Following prior efforts~\cite{feng:2019:sigmod:uncertainty,DBLP:conf/pods/GreenKT07,GL16}, we generalize this model of Set-PDBs to Bag-PDBs using $\semN$-valued random variables (i.e., $\domain(\randomvar_i) \subseteq \mathbb N$) and constants (annotation $\Phi_{bag}$ in the example).
Without loss of generality, we assume that input relations are sets (i.e. $Dom(W_i) = \{0, 1\}$), while \emph{query evaluation follows bag semantics}.
\begin{Example}\label{ex:bag-vs-set}
Continuing the prior example, we are given the following Boolean (resp,. count) query
$$\poly() :- R(A), E(A, B), R(B)$$
The lineage of the result in a Set-PDB (Bag-PDB) is a Boolean formula (polynomial) over random variables annotating the input relations (i.e., $W_a$, $W_b$, $W_c$).
Because the query result is a nullary relation, in what follows we can write $Q(\cdot)$ to denote the function that evaluates the lineage over one specific assignment of values to the variables (i.e., the value of the lineage in the corresponding possible world):
\setlength\parindent{0pt}
\vspace*{-3mm}
\begin{tabular}{@{}l l}
\begin{minipage}[b]{0.45\linewidth}
\begin{equation}
\poly_{set}(W_a, W_b, W_c) = W_aW_b \vee W_bW_c \vee W_cW_a\label{eq:poly-set}
\end{equation}
\end{minipage}\hspace*{5mm}
&
\begin{minipage}[b]{0.45\linewidth}
\begin{equation}
\poly_{bag}(W_a, W_b, W_c) = W_aW_b + W_bW_c + W_cW_a\label{eq:poly-bag}
\end{equation}
\end{minipage}\\
\end{tabular}
\vspace*{1mm}
These functions compute the existence (count) of the nullary tuple resulting from applying $\poly$ on the PDB of \Cref{fig:intro-ex}.
For the same possible world identified in \Cref{ex:intro}:
$$
\begin{tabular}{c c}
\begin{minipage}[b]{0.45\linewidth}
$\poly_{set}(\top, \top, \bot) = \top\top \vee \top\bot \vee \bot\top = \top$
\end{minipage}
&
\begin{minipage}[b]{0.45\linewidth}
$\poly_{bag}(1, 1, 0) = 1 \cdot 1 + 1\cdot 0 + 0 \cdot 1 = 1$
\end{minipage}\\
\end{tabular}
$$
The Set-PDB query is satisfied in this possible world and the output Bag-PDB tuple has a multiplicity of 1.
The marginal probability (expected count) of this query is computed over all possible worlds:
{\small
\begin{align*}
\probOf[\poly_{set}] &= \hspace*{-1mm}
\sum_{w_i \in \{\top,\bot\}} \indicator{\poly_{set}(w_a, w_b, w_c)}\probOf[W_a = w_a,W_b = w_b,W_c = w_c]\\
\expct[\poly_{bag}] &= \sum_{w_i \in \{0,1\}} \poly_{bag}(w_a, w_b, w_c)\cdot \probOf[W_a = w_a,W_b = w_b,W_c = w_c]
\end{align*}
}
Suppose the customer service agent would like to see if there are locations in closer proximity of the shipment's origination that connect to Chicago by the query $Q_2 := \pi_{\text{City}_1}(Loc$ $\bowtie_{\text{City}_2 = "Chicago"} Q_{1})$. Assume that at this point in time, government regulations are allowing transpotation of goods from the only location in Buffalo, where random variable $L_a = \top$ in the set semantics setting, and the $Q_2$ output table tells us that the shipment can be made from Buffalo.
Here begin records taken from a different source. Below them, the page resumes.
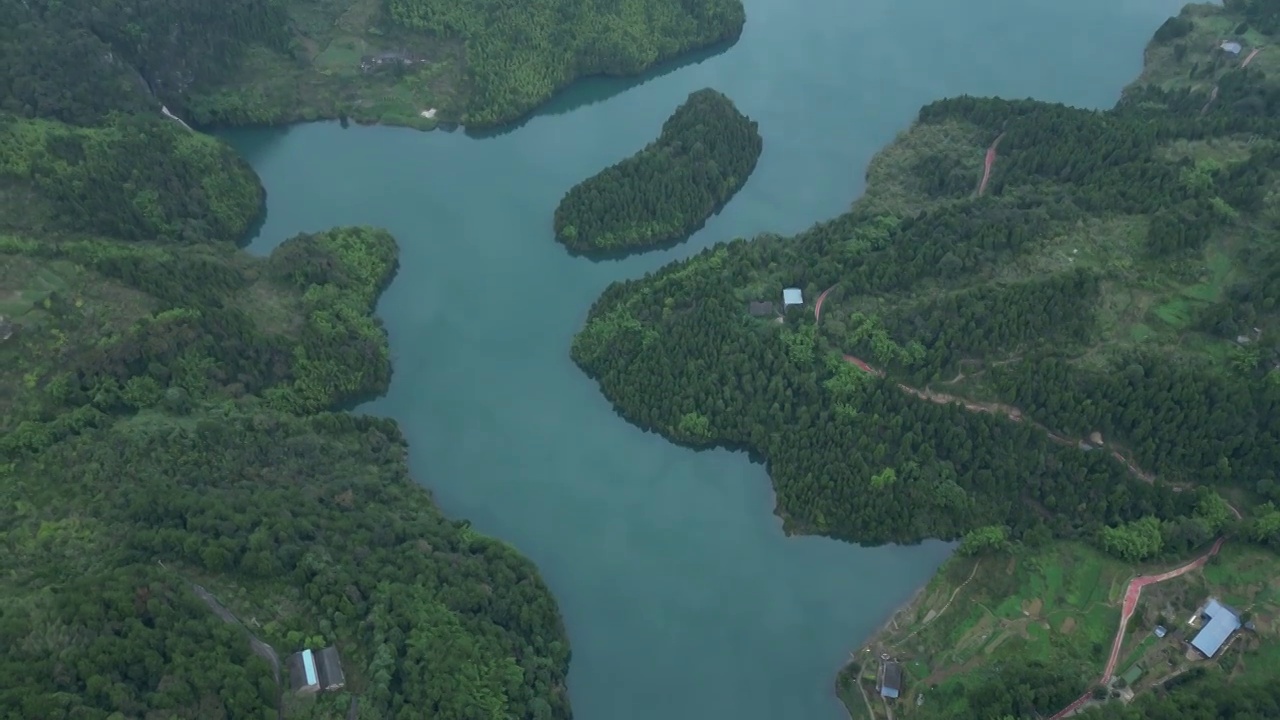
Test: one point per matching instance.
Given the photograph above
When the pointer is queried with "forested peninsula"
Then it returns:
(184, 502)
(1047, 332)
(272, 62)
(664, 192)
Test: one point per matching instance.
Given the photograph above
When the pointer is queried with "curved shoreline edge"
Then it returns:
(632, 333)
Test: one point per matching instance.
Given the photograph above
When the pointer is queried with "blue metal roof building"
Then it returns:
(1220, 623)
(891, 679)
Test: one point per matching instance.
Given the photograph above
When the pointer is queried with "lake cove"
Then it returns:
(681, 595)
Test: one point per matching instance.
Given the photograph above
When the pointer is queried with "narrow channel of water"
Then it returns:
(682, 597)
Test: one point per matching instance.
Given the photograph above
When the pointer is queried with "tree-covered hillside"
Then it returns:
(250, 62)
(1040, 324)
(168, 446)
(1107, 279)
(666, 191)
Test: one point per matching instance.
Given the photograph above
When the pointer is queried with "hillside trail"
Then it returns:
(1130, 602)
(260, 648)
(987, 163)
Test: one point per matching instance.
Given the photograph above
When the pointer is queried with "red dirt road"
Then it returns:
(862, 365)
(817, 306)
(987, 164)
(1130, 604)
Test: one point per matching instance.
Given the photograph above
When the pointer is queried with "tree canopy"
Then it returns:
(666, 191)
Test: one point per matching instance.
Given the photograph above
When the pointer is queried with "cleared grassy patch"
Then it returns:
(1054, 605)
(56, 309)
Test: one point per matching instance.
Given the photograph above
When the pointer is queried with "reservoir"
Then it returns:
(681, 595)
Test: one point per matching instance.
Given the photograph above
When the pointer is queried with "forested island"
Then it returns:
(1046, 332)
(184, 502)
(664, 192)
(272, 62)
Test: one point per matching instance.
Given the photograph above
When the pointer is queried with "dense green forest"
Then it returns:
(1025, 295)
(1082, 345)
(666, 191)
(252, 62)
(169, 442)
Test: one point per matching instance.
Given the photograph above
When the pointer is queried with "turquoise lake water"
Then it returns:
(681, 595)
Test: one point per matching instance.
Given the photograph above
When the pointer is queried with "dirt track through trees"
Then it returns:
(1130, 602)
(987, 164)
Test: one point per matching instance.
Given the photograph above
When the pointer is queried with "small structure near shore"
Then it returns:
(315, 671)
(891, 679)
(1220, 623)
(791, 296)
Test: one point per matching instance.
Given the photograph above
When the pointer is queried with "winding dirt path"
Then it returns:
(987, 164)
(1016, 415)
(1130, 602)
(260, 648)
(817, 305)
(950, 600)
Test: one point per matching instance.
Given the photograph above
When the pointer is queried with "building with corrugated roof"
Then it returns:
(315, 671)
(1220, 621)
(302, 673)
(891, 679)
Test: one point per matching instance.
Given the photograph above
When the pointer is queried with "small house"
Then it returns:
(891, 679)
(315, 671)
(302, 673)
(1220, 621)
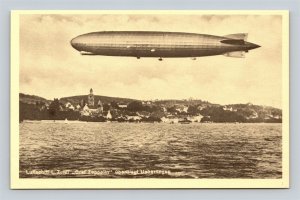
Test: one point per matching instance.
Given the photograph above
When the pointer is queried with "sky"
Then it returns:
(51, 68)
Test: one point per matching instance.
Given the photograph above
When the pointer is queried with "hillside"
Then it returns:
(32, 99)
(104, 99)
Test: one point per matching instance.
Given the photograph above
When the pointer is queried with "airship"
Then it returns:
(161, 44)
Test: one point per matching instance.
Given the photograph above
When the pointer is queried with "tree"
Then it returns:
(54, 109)
(106, 107)
(114, 105)
(135, 106)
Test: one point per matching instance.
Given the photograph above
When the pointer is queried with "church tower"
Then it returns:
(91, 102)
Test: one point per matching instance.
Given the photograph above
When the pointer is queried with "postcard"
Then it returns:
(149, 99)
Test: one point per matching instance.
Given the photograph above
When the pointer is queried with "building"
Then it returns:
(91, 100)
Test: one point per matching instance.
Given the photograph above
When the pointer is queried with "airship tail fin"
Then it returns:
(237, 36)
(235, 54)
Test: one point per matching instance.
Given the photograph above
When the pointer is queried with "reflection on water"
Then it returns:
(182, 150)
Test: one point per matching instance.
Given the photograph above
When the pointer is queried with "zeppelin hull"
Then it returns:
(156, 44)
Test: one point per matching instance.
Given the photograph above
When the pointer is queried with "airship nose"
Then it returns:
(76, 42)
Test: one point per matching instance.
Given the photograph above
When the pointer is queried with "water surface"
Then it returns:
(141, 150)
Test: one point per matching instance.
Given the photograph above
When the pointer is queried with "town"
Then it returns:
(94, 108)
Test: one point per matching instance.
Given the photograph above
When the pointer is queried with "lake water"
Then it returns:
(141, 150)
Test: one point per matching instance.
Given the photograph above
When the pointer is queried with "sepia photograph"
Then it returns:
(149, 99)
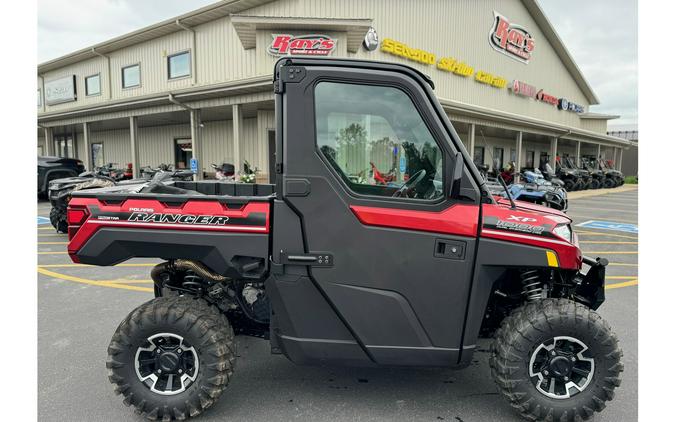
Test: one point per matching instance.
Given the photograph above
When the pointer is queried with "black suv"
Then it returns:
(51, 168)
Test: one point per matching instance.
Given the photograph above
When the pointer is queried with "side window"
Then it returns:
(376, 140)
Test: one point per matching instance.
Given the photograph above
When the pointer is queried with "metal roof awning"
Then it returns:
(246, 27)
(496, 118)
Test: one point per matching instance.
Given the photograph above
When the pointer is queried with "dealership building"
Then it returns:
(199, 86)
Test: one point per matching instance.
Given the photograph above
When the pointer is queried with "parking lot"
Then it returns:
(80, 307)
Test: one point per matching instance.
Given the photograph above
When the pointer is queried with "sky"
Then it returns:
(600, 34)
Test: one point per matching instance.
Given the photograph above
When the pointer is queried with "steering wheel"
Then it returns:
(410, 184)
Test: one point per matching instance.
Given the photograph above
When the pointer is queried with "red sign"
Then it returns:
(511, 39)
(302, 45)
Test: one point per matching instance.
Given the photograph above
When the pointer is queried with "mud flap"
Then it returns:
(591, 289)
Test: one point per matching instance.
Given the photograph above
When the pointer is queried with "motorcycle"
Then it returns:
(613, 178)
(534, 188)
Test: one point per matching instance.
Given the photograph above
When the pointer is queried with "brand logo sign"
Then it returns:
(371, 40)
(301, 45)
(60, 90)
(521, 88)
(567, 105)
(510, 39)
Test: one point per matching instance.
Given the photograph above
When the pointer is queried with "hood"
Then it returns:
(523, 206)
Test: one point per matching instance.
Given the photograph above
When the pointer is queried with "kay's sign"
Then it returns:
(301, 45)
(510, 39)
(60, 90)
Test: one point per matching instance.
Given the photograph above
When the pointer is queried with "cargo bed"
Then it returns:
(226, 226)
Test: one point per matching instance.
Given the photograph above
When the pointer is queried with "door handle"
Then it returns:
(449, 249)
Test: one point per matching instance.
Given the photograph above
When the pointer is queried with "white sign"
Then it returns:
(60, 90)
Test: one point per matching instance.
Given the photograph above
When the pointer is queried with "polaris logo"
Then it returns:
(207, 220)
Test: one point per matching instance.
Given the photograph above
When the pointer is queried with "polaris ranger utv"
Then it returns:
(338, 269)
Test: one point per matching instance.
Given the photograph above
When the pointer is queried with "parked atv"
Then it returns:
(598, 175)
(533, 188)
(335, 272)
(613, 178)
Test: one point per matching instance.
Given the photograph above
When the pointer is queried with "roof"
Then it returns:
(554, 39)
(598, 116)
(168, 26)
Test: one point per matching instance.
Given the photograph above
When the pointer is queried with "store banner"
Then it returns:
(60, 90)
(301, 45)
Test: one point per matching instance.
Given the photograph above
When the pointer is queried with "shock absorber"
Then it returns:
(532, 286)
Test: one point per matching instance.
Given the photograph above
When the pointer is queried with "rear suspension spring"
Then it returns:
(532, 287)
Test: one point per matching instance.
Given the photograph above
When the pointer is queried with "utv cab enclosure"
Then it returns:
(335, 266)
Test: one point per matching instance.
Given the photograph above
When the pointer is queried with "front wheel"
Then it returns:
(556, 360)
(171, 358)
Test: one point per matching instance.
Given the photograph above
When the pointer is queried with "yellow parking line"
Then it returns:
(87, 265)
(92, 282)
(601, 242)
(611, 252)
(582, 232)
(619, 285)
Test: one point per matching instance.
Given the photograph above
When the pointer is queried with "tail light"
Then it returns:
(75, 217)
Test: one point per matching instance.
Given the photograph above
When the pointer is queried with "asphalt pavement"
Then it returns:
(79, 307)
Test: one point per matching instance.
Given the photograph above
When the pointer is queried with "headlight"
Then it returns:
(564, 231)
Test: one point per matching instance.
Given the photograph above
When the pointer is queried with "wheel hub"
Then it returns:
(561, 367)
(166, 364)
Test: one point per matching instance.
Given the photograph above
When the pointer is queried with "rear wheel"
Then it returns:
(556, 360)
(171, 358)
(608, 183)
(58, 220)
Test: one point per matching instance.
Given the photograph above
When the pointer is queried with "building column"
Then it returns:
(133, 137)
(196, 135)
(49, 141)
(87, 147)
(597, 157)
(554, 153)
(237, 128)
(519, 155)
(472, 139)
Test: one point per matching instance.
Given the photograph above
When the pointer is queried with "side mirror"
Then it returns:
(457, 172)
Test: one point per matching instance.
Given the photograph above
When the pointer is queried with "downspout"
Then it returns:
(93, 50)
(43, 96)
(173, 100)
(193, 50)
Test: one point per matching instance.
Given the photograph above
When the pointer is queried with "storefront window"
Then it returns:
(183, 153)
(92, 85)
(529, 159)
(131, 76)
(179, 65)
(498, 159)
(97, 154)
(478, 155)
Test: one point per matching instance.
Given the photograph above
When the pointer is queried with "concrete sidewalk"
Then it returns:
(597, 192)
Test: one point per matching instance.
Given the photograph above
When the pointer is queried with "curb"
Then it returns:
(598, 192)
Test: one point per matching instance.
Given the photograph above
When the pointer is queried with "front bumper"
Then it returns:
(590, 288)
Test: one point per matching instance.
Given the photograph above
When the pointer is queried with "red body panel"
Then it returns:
(460, 220)
(541, 220)
(152, 214)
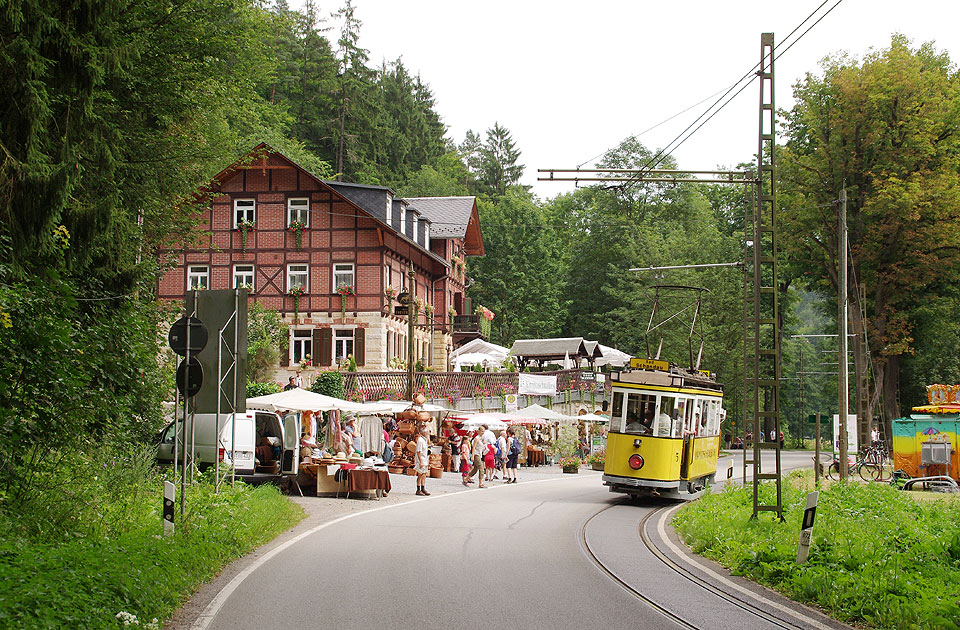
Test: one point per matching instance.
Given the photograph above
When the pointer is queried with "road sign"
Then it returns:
(189, 377)
(806, 533)
(178, 336)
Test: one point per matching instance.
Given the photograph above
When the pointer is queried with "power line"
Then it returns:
(663, 153)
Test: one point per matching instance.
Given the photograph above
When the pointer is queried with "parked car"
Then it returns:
(253, 428)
In the bags case $L_a = 1$, and $Q_2$ output then tells us we have $1 \cdot 2 = 2$ possible options to ship from Buffalo to Western Europe.
\end{Example}
Note that the query of \Cref{ex:bag-vs-set} in set semantics is indeed non-hierarchical~\cite{DS12}, and thus \sharpphard.
To see why computing this probability is hard, observe that the three clauses $(W_aW_b, W_bW_c, W_aW_c)$ of $(\ref{eq:poly-set})$ are not independent (the same variables appear in multiple clauses) nor disjoint (the clauses are not mutually exclusive). Computing the probability of such formulas exactly requires exponential time algorithms (e.g., Shanon Decomposition).
Conversely, in Bag-PDBs, correlations between monomials of the SOP polynomial (\ref{eq:poly-bag}) are not problematic thanks to linearity of expectation.
The expectation computation over the output lineage is simply the sum of expectations of each clause.
Referring again to example~\ref{ex:intro}, the expectation is simply
\begin{equation*}
\expct\pbox{\poly_{bag}(W_a, W_b, W_c)} = \expct\pbox{W_aW_b} + \expct\pbox{W_bW_c} + \expct\pbox{W_cW_a}
\end{equation*}
In this particular lineage polynomial, all variables in each product clause are independent, so we can push expectations through.
\begin{equation*}
= \expct\pbox{W_a}\expct\pbox{W_b} + \expct\pbox{W_b}\expct\pbox{W_c} + \expct\pbox{W_c}\expct\pbox{W_a}
\end{equation*}
Computing such expectations is indeed linear in the size of the SOP as the number of operations in the computation is \textit{exactly} the number of multiplication and addition operations of the polynomial.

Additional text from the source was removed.